The Total Port Arthur refinery is shown Wednesday, Dec. 2, 2009 in Port Arthur, Texas. Over the past several years, Total Petrochemical’s sprawling oil refinery in southeast Texas has sprayed tons of sulfuric acid and carbon monoxide into the sky. The French company’s 62-year-old facility has also released cancer-causing benzene, regularly surpassed allowable pollution limits, failed to report dozens of emissions and how much. Total is the most heavily fined polluter in Texas in the 2009 fiscal year, according to the year-end report summarizing how companies were punished in the state that produces the most industrial pollution. (AP Photo/David J. Phillip)The Environmental Protection Agency formally declared Monday that carbon dioxide from the burning of fossil fuels poses a threat to human health and welfare, a designation that set the federal government on the path toward regulating of emissions from power plants, factories, automobiles and other major sources.
The declaration has been expected for months, after the Obama administration said earlier this year that it would act on a 2007 Supreme Court decision that found carbon dioxide and five other so-called greenhouse gases are pollutants covered by the Clean Air Act.
Although it could have delayed the announcement until March, the administration chose the first day of the United Nations global warming conference in Copenhagen as a way to signal that President Obama wants to convince global leaders that the U.S. will cut its greenhouse gas emissions either through legislation or regulation.

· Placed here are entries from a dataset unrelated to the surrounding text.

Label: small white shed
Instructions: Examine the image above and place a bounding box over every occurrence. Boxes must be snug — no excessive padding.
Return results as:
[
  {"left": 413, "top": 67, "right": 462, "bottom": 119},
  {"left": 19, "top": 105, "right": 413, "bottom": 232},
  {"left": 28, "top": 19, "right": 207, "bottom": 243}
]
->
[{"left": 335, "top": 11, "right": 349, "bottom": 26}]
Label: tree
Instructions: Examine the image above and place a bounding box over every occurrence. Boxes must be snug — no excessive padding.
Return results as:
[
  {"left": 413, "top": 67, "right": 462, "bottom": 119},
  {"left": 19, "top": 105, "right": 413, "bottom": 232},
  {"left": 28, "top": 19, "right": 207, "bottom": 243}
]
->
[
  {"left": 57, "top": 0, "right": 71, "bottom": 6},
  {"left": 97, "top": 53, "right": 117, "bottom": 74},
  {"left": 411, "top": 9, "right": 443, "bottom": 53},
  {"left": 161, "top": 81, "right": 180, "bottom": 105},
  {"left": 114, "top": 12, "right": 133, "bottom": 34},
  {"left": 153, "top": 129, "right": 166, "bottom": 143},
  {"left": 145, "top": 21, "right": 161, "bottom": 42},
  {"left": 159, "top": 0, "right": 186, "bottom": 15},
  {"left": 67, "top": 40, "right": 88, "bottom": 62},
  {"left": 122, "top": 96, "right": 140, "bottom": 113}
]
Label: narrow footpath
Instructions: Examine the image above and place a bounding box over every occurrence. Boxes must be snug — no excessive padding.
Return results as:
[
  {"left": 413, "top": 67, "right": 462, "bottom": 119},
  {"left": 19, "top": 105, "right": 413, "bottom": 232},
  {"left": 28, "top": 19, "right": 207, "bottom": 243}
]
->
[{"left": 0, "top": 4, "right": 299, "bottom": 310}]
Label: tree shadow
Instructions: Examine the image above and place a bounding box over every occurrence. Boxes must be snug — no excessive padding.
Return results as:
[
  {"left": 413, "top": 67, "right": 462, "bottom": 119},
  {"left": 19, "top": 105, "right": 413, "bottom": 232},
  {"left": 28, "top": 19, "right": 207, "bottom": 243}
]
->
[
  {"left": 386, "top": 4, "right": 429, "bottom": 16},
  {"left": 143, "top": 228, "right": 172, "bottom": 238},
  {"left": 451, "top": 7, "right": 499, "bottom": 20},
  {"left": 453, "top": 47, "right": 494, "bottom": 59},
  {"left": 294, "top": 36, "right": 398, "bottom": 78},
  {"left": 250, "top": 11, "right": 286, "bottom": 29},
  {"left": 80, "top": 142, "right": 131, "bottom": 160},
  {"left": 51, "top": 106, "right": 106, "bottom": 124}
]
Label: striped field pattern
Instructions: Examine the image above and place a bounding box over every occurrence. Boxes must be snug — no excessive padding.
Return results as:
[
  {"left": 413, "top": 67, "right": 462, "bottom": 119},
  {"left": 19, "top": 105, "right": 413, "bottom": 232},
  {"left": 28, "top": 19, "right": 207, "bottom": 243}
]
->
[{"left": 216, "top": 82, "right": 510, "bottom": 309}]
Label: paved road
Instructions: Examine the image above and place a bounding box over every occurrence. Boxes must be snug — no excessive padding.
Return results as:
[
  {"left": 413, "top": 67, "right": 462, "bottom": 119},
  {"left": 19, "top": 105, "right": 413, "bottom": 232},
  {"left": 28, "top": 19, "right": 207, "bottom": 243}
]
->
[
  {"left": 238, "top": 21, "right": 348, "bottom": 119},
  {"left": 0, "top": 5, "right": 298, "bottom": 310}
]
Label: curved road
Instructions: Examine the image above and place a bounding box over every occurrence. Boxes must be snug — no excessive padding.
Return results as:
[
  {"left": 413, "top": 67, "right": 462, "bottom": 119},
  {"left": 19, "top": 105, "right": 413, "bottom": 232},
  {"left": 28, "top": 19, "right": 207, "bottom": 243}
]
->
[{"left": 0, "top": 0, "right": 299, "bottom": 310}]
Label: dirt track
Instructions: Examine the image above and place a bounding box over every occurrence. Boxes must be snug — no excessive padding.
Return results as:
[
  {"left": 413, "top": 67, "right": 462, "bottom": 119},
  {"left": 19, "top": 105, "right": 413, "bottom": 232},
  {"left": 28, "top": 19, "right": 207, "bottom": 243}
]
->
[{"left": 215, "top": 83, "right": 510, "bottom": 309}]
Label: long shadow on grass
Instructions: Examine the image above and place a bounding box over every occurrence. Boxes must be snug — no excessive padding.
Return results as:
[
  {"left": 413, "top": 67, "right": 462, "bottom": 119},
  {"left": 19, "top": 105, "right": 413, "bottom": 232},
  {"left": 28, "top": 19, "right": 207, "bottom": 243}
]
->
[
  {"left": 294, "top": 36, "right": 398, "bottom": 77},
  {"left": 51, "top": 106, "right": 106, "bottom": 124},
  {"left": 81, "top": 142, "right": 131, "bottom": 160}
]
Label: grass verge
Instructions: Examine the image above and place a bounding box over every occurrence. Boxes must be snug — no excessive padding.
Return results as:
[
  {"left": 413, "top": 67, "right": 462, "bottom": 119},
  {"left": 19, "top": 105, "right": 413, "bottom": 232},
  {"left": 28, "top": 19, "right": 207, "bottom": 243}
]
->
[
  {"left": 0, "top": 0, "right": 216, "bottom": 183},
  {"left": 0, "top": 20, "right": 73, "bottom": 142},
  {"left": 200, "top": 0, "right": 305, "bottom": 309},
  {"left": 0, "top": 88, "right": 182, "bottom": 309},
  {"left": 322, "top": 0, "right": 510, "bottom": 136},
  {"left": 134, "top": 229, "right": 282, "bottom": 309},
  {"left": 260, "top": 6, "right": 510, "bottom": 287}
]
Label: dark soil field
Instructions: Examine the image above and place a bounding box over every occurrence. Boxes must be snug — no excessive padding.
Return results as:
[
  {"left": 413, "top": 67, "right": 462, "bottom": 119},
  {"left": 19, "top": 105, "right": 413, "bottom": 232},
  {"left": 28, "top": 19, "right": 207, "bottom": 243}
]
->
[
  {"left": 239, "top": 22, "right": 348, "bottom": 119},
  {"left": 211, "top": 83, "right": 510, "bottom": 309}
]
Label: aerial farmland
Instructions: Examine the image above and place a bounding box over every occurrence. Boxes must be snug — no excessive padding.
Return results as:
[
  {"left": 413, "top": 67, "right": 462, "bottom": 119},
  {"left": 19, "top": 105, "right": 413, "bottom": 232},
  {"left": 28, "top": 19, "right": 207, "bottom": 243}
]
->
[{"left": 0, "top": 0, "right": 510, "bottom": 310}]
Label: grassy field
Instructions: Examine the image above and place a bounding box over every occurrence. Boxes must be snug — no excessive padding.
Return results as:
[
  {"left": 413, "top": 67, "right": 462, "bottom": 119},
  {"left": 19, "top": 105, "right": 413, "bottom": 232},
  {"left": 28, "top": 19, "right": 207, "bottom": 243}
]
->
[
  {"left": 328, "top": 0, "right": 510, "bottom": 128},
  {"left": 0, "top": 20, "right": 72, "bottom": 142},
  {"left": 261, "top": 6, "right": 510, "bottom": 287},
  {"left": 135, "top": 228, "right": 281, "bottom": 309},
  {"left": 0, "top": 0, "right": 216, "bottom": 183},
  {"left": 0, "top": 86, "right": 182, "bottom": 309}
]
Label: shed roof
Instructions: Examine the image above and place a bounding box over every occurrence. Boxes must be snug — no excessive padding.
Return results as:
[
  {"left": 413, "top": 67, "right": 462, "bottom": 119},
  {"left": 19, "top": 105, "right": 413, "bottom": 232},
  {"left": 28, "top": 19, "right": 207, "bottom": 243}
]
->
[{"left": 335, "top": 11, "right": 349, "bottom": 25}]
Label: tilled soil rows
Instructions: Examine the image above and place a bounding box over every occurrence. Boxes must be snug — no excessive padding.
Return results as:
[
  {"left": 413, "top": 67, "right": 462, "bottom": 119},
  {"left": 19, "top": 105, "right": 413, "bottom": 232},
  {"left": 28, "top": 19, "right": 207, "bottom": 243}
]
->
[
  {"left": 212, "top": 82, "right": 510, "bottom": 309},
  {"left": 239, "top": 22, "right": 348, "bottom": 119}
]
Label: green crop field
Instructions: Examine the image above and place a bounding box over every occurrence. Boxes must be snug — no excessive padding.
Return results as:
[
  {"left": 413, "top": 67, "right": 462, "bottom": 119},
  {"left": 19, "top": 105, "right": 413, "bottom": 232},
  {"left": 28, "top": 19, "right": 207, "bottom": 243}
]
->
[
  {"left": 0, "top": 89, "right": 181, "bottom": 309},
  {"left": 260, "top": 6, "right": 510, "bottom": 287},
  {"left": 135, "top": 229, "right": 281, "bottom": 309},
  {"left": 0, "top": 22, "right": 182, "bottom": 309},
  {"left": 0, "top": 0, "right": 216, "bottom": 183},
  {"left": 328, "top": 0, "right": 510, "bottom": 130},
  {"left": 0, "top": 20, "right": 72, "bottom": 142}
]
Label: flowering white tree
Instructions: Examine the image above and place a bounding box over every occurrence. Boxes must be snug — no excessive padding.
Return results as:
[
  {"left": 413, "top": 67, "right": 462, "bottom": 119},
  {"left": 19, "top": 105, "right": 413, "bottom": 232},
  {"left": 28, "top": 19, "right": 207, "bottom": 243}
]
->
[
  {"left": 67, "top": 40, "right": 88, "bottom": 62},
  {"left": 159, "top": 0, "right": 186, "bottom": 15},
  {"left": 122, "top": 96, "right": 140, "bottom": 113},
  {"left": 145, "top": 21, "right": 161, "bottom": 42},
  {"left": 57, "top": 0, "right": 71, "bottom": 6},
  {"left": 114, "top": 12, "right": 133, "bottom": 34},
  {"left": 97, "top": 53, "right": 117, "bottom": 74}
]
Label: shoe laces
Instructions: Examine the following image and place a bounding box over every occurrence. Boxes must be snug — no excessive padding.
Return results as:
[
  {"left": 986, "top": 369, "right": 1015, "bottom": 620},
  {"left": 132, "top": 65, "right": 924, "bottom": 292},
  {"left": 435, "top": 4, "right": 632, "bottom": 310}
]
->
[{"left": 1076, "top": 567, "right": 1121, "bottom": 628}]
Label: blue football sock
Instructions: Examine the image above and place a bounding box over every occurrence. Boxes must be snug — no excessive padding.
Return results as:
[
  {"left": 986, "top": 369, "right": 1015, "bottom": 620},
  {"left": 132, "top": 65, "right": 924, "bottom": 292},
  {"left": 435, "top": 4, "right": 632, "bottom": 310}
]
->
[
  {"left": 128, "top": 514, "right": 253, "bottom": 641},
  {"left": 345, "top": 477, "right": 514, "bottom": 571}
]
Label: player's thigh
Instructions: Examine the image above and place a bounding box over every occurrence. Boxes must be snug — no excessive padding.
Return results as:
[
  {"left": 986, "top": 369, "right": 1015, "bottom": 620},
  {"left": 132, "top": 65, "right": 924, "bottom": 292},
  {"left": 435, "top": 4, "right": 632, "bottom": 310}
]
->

The willingness by the administration to rein in emissions has been considered critical to the adoption of a political deal at the 192-nation conference, which ends on Dec. 18. Mr. Obama plans to attend at the end of the event with more than 100 world leaders.
Mr. Obama has said he would prefer that Congress regulate emissions through a cap-and-trade law that would set a declining limit on emissions. The administration contends that such a law would provide needed flexibility to companies that want to exceed their annual emissions quota, by allowing them to buy excess pollution permits from others that cut emissions faster than required.
The House cap-and-trade bill passed in June would prohibit EPA regulation, but a Senate bill, passed in committee last month, would not. That bill has been stalled because of regional and political division as well as the Senate’s decision to debate health care reform this fall.
Jeff Holmstead, a former EPA air administrator under the Bush administration who heads the environmental strategies group at the law firm Bracewell & Giuliani, said the EPA declaration is primarily symbolic — for now.
“It does not have any immediate effect and does not impose any regulations or requirements on anyone. But it is a necessary prerequisite for the regulation of greenhouse gases from cars, trucks, businesses, factories, farms, and potentially even apartment buildings, schools, and hospitals,” he said.
“Today’s announcement comes as no surprise and is clearly designed to set the stage for the Copenhagen conference,” he added.
Charles T. Drevna, president of the National Petrochemical and Refiners Association, a group that fears greenhouse gas regulations will force oil companies to shut down domestic refineries in favor of imported motor fuels, called the EPA decision “another example of federal policy makers failing to consider the long-term consequences of a regulatory action for consumers and the economy as a whole.”